As delayed-type hypersensitivity (DTH) testing is commonly used to measure specific antitumor cellular immune reactivity, it can be used to evaluate the antitumor cellular immune status immediately before and then after AFTV treatment. The reactivity was found to be positive 2 weeks after the last AFTV injection in both of the present cases. Therefore, the cellular immune response against the carcinoma was induced by the AFTV treatment; however, the effect was weak and slow, and we assume that radiation and chemotherapy contributed to the eradication of the carcinoma with metastasis [1].

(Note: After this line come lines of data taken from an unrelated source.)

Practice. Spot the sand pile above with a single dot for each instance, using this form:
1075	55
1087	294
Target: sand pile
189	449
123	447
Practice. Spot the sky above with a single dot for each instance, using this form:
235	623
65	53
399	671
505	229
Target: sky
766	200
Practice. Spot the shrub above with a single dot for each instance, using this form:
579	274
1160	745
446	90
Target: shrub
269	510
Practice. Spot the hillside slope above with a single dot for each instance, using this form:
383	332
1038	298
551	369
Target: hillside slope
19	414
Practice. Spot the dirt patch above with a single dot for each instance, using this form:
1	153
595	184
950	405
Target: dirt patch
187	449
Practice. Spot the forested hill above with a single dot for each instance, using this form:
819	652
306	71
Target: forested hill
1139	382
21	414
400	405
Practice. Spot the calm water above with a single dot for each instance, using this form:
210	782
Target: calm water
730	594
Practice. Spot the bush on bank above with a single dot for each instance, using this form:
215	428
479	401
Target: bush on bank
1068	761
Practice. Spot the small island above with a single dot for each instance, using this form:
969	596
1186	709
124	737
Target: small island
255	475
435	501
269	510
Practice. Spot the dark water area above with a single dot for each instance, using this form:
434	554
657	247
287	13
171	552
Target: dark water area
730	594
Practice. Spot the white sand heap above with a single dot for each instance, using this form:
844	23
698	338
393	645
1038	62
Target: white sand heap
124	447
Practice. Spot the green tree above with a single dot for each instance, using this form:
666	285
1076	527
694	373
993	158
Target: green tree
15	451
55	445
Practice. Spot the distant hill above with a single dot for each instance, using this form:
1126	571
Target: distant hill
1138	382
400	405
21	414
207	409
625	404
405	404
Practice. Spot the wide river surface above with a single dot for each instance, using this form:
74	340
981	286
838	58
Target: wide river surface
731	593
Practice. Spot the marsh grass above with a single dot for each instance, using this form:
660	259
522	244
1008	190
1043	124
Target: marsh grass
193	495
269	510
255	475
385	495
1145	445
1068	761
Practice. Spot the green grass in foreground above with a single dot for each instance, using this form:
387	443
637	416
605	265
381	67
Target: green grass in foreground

Generally, the prognoses of stage IV gall bladder cancer and abdominal wall-metastasized colon cancer are very poor, despite the conventional treatments. At present, the quality of life of our patients is very good, without any recurrence. Moreover, the adverse effects of AFTV were less than grade 2 according to the NCI Common Terminology Criteria for Adverse Events (CTCAE) [25]. Therefore, combination therapy including AFTV should be considered for cases of advanced cancer, although larger-scale randomized and pivotal clinical trials are necessary to confirm the efficacy of AFTV.

In summary, we report the success of combination therapy including AFTV in cases of stage IV heavily metastasized gall bladder cancer and abdominal wall-metastasized colon cancer. Both patients experienced long-lasting, complete remission. Therefore, combination therapy including AFTV should be considered in patients with advanced cancer of the digestive organs.